The surface-to-air missile that shot down Malaysia Airlines flight MH17, a Boeing 777, belonged to the Russian armed forces,  the Dutch-led Joint Investigation Team (JIT) said May 24.

In an update to its long-running investigation into the shooting down of the 777-200ER over Eastern Ukraine in July 2014, the JIT said that the Buk (SA-11 “Gadfly”) missile transporter erector launcher and radar (TELAR) vehicle which fired the missile belonged to the 53rd Anti-Aircraft Missile brigade, based at Kursk.

The JIT was able to track the TELAR vehicle’s route from Kursk to a city near the Ukrainian borders before the shoot-down, as well as its return back across the border post-engagement, using imagery and video posted online.

The JIT said that several key characteristics of the Buk used in the shoot-down were unique based on imagery of numerous different Buk TELARs it had analyzed.

An independent group of investigative journalists, called Bellingcat, had already come to the same conclusion and also named the 53rd brigade in February 2016.

Investigators are now asking for information about who formed the crew of the TELAR vehicle, what instructions they had been given and who was responsible for the deployment.

The JIT also displayed two parts of a Buk missile found in Eastern Ukraine.
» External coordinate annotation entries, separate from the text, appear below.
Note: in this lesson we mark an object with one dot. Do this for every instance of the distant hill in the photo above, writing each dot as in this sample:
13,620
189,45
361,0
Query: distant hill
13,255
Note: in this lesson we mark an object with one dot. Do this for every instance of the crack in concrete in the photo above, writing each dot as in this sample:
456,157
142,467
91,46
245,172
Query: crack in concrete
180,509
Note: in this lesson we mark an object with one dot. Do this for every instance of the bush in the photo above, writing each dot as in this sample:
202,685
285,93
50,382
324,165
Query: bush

The venturi—a part of the rocket motor exhaust and part of the casing were publicly displayed. Investigators have asked for more information about a series of numbers and inscriptions on the two components.

Fred Westerbeke, the Netherlands chief public prosecutor, said that significant steps had already been made in the investigation and that of 100 persons of interest in the investigation, the role “of a large number of them is much clearer,” he told journalists.
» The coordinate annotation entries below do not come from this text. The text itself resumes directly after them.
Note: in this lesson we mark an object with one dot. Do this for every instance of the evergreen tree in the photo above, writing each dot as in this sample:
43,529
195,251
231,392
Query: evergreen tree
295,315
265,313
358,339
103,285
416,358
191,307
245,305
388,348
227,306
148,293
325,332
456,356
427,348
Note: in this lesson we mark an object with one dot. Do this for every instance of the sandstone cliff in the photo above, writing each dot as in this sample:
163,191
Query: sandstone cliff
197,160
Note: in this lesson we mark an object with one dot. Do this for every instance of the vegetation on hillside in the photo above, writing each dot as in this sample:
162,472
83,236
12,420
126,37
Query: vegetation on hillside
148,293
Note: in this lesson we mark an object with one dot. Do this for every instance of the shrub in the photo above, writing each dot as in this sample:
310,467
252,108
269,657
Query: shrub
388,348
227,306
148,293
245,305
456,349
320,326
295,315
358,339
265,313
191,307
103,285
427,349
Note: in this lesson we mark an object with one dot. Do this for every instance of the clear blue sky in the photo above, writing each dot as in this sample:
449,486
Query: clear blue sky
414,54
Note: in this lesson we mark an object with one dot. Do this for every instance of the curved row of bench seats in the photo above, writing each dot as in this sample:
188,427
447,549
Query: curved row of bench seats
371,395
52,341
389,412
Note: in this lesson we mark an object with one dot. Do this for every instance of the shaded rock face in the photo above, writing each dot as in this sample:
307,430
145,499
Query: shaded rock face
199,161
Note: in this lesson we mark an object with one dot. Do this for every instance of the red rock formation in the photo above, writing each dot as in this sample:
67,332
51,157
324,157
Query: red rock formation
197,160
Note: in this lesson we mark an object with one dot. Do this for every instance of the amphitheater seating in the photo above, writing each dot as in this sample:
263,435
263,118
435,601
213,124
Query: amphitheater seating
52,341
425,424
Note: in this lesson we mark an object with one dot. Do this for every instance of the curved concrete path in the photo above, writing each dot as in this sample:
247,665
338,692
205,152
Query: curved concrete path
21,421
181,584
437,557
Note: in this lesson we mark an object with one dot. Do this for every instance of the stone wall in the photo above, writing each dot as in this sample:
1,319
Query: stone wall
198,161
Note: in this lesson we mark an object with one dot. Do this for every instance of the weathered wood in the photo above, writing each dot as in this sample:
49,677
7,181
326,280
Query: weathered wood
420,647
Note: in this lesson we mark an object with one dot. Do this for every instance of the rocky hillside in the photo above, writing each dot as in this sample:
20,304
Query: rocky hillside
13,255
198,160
“It can damage the investigation and the ultimate legal procedure if we make it clear to those responsible for this event—and those further involved—how much we know exactly.”
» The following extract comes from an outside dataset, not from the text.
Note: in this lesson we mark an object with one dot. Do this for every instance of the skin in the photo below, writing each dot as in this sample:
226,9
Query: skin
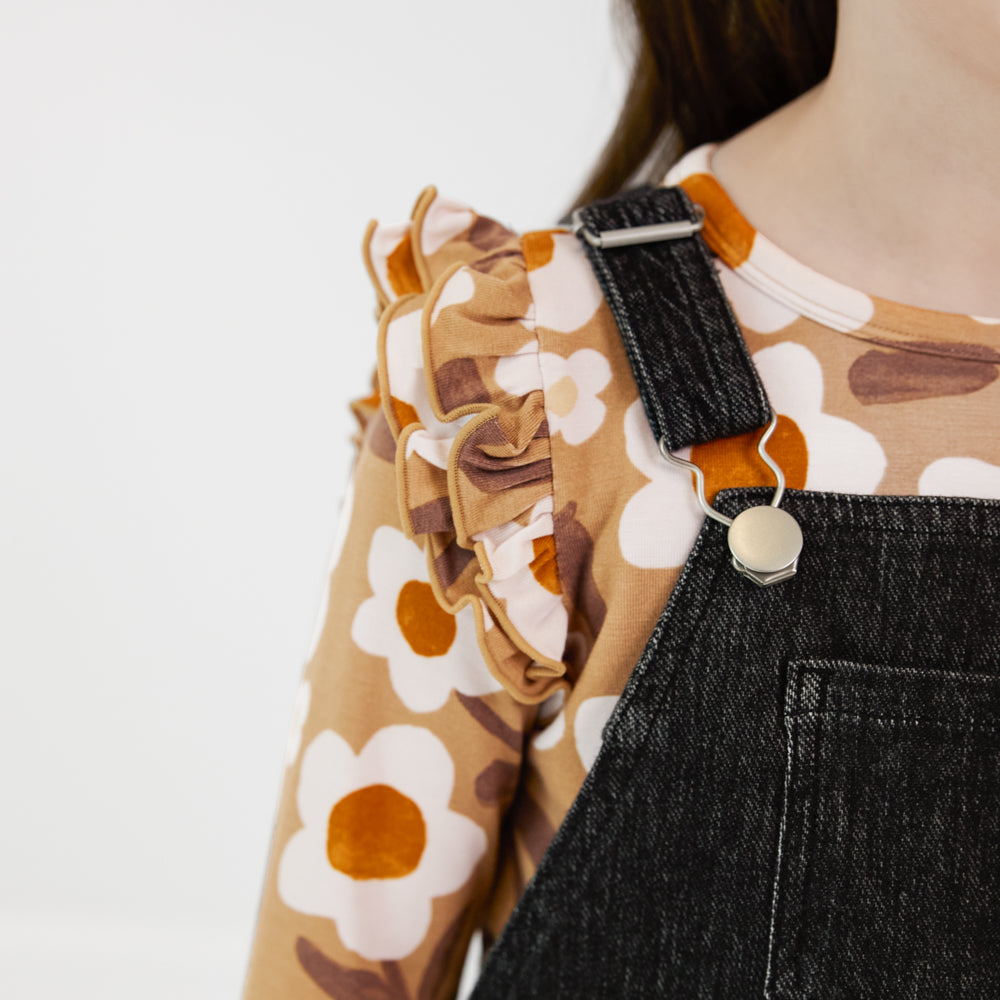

He added that the JIT was now in the “last phase of the investigation,” but he could not say  when the case would ultimately come to court, although any case would be tried in the Netherlands because most of the 298 people onboard, all of whom were killed, were Dutch. The aircraft was enroute from Amsterdam to Kuala Lumpur.

Russian authorities have so far provided no information about the activities of the Buk TELAR or personnel involved in the shoot-down, Westerbeke pointed out.